Auparavant, les postes clés des ministères et des départements gouvernementaux dépendaient d’examens de compétences liés à la fonction publique. Entre-temps, Erdoğan a imposé un processus subjectif d’interviews qui lui permet de favoriser des alliés politiques. La pratique s’étend aux entreprises détenues par l’État; Turkish Airlines, par exemple, a commencé à faire subir des tests de connaissance du Coran à son personnel. Les femmes en ont le plus souffert. Comme le relève l’analyste Soner Çağaptay dans Newsweek, «sous l’AKP, les femmes sont largement exclues des positions décisives du gouvernement et du monde du travail, et sont confinées dans leur foyer».

L’AKP a même recouru à des enregistrements des conversations de ses rivaux politiques. À la fin du mois passé, Vakit, un journal islamiste proche de l’AKP, a publié une telle conversation entre l’adjoint du leader de l’opposition et un gouverneur. Cette anecdote, que les médias turcs ont qualifiée de «Watergate turc», a jeté un grand froid dans l’élite laïque turque.

L’AKP a aussi cherché à réduire la puissance de l’appareil judiciaire turc. En mai 2005, le co-fondateur de l’AKP et président du Parlement Bülent Arınç déclara que si la Cour constitutionnelle turque continuait de qualifier d’inconstitutionnelle la législation de l’AKP, celui-ci pourrait fort bien la dissoudre. Lorsque le Danıştay, l’équivalent turc du Conseil d’État français, a émis un jugement opposé à la saisie d’une banque par le gouvernement et au transfert, par Erdoğan, de sa filiale européenne à un allié politique, le Premier ministre ignora l’arrêt.

Contrairement aux affirmations de l’AKP, la décision que la Cour constitutionnelle turque prendra vraisemblablement cet été ne marquera pas la fin de la démocratie turque, mais plutôt sa renaissance. Et Erdoğan aussi entamera un nouveau chapitre. Même s’il était exclu de la scène politique, une bizarrerie du système électoral turc lui permettrait de se présenter en qualité d’indépendant. En d’autres termes, Erdoğan pourrait se retrouver à la tête d’une équipe d’autres anciens de l’AKP dans la fonction de Premier ministre indépendant.

Ici, il s’agit moins d’ambition que d’immunité. Si Erdoğan quitte le parlement, il devra faire face à une multitude d’accusations de corruption. En accumulant son immense fortune, il a refusé de publier des chiffres financiers complets. Aujourd’hui, avec le compte à rebours qui affecte sa fonction de Premier ministre, Erdoğan a renoncé même à l’apparence de la légalité.
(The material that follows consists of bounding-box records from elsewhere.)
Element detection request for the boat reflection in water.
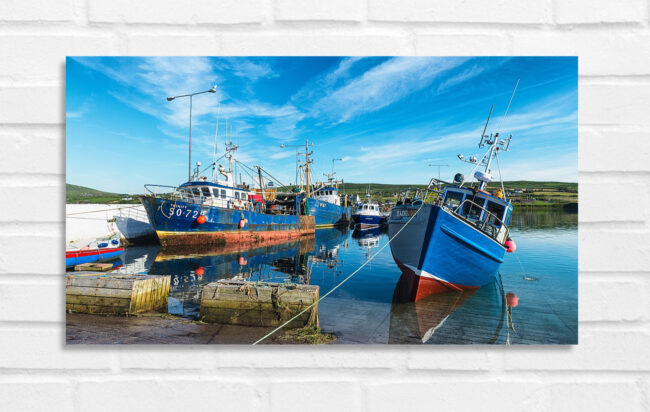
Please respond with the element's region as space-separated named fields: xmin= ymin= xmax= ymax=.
xmin=388 ymin=275 xmax=512 ymax=344
xmin=149 ymin=229 xmax=347 ymax=317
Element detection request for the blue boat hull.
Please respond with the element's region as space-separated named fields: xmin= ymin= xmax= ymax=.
xmin=307 ymin=198 xmax=350 ymax=227
xmin=388 ymin=204 xmax=506 ymax=300
xmin=141 ymin=196 xmax=315 ymax=246
xmin=352 ymin=214 xmax=386 ymax=226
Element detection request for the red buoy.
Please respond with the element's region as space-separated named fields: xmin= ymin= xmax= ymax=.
xmin=506 ymin=292 xmax=519 ymax=308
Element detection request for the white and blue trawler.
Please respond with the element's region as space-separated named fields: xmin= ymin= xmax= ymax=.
xmin=305 ymin=182 xmax=350 ymax=227
xmin=388 ymin=96 xmax=516 ymax=301
xmin=140 ymin=143 xmax=315 ymax=247
xmin=352 ymin=193 xmax=386 ymax=229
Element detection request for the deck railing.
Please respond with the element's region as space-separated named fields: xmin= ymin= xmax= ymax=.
xmin=442 ymin=199 xmax=510 ymax=243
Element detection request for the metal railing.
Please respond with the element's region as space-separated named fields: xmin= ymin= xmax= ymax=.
xmin=443 ymin=199 xmax=510 ymax=242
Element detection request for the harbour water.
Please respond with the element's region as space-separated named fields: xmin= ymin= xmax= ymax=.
xmin=109 ymin=209 xmax=578 ymax=344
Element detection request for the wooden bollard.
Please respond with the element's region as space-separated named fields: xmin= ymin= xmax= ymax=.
xmin=201 ymin=280 xmax=319 ymax=328
xmin=65 ymin=273 xmax=171 ymax=315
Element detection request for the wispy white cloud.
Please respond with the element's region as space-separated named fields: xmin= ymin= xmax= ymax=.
xmin=314 ymin=57 xmax=467 ymax=123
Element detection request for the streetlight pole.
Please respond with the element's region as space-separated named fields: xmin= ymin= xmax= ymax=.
xmin=280 ymin=144 xmax=302 ymax=186
xmin=167 ymin=85 xmax=217 ymax=182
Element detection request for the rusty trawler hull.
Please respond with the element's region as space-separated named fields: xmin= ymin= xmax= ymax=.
xmin=140 ymin=195 xmax=316 ymax=248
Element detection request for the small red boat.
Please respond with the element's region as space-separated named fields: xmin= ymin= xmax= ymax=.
xmin=65 ymin=239 xmax=124 ymax=268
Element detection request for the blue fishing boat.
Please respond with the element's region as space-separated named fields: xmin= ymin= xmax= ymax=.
xmin=303 ymin=141 xmax=350 ymax=227
xmin=388 ymin=87 xmax=516 ymax=301
xmin=140 ymin=142 xmax=315 ymax=248
xmin=306 ymin=182 xmax=350 ymax=227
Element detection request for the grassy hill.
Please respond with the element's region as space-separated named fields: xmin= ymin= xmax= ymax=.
xmin=66 ymin=180 xmax=578 ymax=206
xmin=65 ymin=183 xmax=138 ymax=203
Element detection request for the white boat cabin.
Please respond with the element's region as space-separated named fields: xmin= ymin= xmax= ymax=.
xmin=311 ymin=186 xmax=341 ymax=206
xmin=442 ymin=187 xmax=512 ymax=243
xmin=178 ymin=180 xmax=253 ymax=209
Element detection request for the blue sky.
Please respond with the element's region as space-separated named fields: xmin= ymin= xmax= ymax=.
xmin=66 ymin=57 xmax=578 ymax=193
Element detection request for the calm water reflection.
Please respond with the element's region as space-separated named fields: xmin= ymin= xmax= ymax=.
xmin=120 ymin=210 xmax=578 ymax=344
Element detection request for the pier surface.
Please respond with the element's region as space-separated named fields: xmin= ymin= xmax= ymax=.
xmin=201 ymin=280 xmax=319 ymax=328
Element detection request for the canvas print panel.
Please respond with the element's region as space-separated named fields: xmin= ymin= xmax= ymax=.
xmin=66 ymin=57 xmax=578 ymax=344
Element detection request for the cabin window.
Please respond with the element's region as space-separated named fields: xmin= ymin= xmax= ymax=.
xmin=445 ymin=192 xmax=463 ymax=209
xmin=487 ymin=202 xmax=506 ymax=226
xmin=463 ymin=195 xmax=485 ymax=219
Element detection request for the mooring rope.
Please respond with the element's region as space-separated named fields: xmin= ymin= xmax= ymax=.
xmin=253 ymin=203 xmax=425 ymax=345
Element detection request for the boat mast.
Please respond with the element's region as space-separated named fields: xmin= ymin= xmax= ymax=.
xmin=479 ymin=79 xmax=520 ymax=190
xmin=300 ymin=140 xmax=314 ymax=197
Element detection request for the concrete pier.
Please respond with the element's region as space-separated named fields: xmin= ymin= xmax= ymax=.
xmin=201 ymin=280 xmax=319 ymax=328
xmin=65 ymin=272 xmax=171 ymax=315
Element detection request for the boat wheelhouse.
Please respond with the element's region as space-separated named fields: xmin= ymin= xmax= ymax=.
xmin=352 ymin=200 xmax=386 ymax=228
xmin=388 ymin=87 xmax=516 ymax=301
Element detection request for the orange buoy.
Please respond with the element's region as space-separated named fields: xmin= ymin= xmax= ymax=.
xmin=506 ymin=292 xmax=519 ymax=308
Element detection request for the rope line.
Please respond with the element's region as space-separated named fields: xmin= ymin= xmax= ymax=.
xmin=253 ymin=203 xmax=425 ymax=345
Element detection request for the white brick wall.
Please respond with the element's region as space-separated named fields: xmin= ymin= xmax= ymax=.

Il s’est servi de la majorité parlementaire de l’AKP pour bloquer l’enquête sur une récente opération du TSMF par laquelle un journal et une chaîne TV de l’opposition ont été vendus à un allié d’Erdoğan grâce à une intervention illégale de sa part [NdT: voir aussi Nouveau en Turquie: la politique médiatique islamiste modérée]. Le 18 juin, Fatih Altaylı relatait dans Habertürk que l’entreprise énergétique autrichienne OMV a produit une déclaration sous serment affirmant qu’Erdoğan avait indiqué à OMV qu’elle pouvait débloquer un projet énergétique de trois milliards de dollars en remplaçant son partenaire turc de longue date par son beau-fils.

On ne s’étonnera donc pas outre mesure d’apprendre qu’Erdoğan a passé ce qui pourrait être ses dernières semaines de Premier ministre à nommer des alliés politiques au Sayıştay, la Cour des comptes turque, qui enquêtera bientôt sur son comportement.